RE: Linked Data discussions require better communication from Young,Jeff (OR) on 2013-06-21 (public-lod@w3.org from June 2013)

From: Young,Jeff (OR) <jyoung@oclc.org>
Date: Fri, 21 Jun 2013 15:47:33 +0000
To: Stephane Fellah <fellahst@gmail.com>, Linked Data community <public-lod@w3.org>
Message-ID: <785e14822e75492ba007e579cd3d90ab@BY2PR06MB204.namprd06.prod.outlook.com>
I created ugly slide awhile back to help illustrate TimBL's 4 rules and 5 stars and "Linked Data" into relative perspective. Using this table structure, you can encourage people plot the name of their dataset onto the grid and then encourage them to push it towards the lower right corner.

Jeff

[cid:image002.png@01CE6E75.1B6361D0]

From: Stephane Fellah [mailto:fellahst@gmail.com]
Sent: Friday, June 21, 2013 11:25 AM
To: Linked Data community
Subject: Fwd: Linked Data discussions require better communication



Kingsley,

Context reminder: I am trying to clarify the definition of Linked Data and argue for the need of URIs, HTTP and RDF Model to create Linked Data (as defined by TBL). I am trying to illustrate what is Linked Data and what is not Lined Data through the use of examples. I also trying to pinpoint the dangers of drifting away from this definition based on my personal experience.

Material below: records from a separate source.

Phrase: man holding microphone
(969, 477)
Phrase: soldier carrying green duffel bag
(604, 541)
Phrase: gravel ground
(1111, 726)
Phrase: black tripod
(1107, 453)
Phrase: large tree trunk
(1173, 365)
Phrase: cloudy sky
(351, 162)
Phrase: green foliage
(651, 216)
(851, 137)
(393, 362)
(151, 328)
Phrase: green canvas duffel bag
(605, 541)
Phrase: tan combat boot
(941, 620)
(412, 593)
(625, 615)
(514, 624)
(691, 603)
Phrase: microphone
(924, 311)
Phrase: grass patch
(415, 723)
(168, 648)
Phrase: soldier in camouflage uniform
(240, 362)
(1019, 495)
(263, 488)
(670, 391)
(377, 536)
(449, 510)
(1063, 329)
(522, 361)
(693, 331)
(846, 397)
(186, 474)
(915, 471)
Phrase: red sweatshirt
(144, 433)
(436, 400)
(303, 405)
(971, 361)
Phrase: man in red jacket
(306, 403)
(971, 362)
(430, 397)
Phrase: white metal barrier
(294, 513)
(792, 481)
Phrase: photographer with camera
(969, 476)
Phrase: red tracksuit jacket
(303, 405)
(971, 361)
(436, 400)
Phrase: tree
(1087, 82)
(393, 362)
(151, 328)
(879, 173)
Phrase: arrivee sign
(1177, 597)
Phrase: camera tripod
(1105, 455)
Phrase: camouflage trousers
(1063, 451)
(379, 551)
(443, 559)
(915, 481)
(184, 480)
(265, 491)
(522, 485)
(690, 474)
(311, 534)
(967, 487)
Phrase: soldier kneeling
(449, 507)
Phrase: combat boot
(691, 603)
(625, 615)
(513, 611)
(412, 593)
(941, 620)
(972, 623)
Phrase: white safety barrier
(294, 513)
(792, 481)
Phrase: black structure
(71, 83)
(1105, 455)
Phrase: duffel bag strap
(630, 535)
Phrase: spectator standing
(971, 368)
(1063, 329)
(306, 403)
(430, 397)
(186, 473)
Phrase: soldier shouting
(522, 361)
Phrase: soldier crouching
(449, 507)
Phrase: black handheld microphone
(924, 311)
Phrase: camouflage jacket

On Thu, Jun 20, 2013 at 3:54 PM, Kingsley Idehen <kidehen@openlinksw.com<mailto:kidehen@openlinksw.com>> wrote:
On 6/20/13 2:16 PM, Stephane Fellah wrote:
Kingsley,



On Thu, Jun 20, 2013 at 1:28 PM, Kingsley Idehen <kidehen@openlinksw.com<mailto:kidehen@openlinksw.com>> wrote:
On 6/20/13 12:50 PM, Stephane Fellah wrote:
Hi,

I agree with Luca's viewpoint. The W3C standard RDF model (a.k.a triple model) is one of most fundamental piece of the technology stack defining Linked Data (along with URIs and HTTP).

I am not disputing that point.

Here's what in dispute, and the topic of debate to me: the misconception that you MUST know anything about RDF en route to creating and publishing Linked Data. RDF is an optional implementation detail with a particular outcome in mind i.e., the ability for humans and machines to understand the entity relationship semantics that constitute the Linked Data.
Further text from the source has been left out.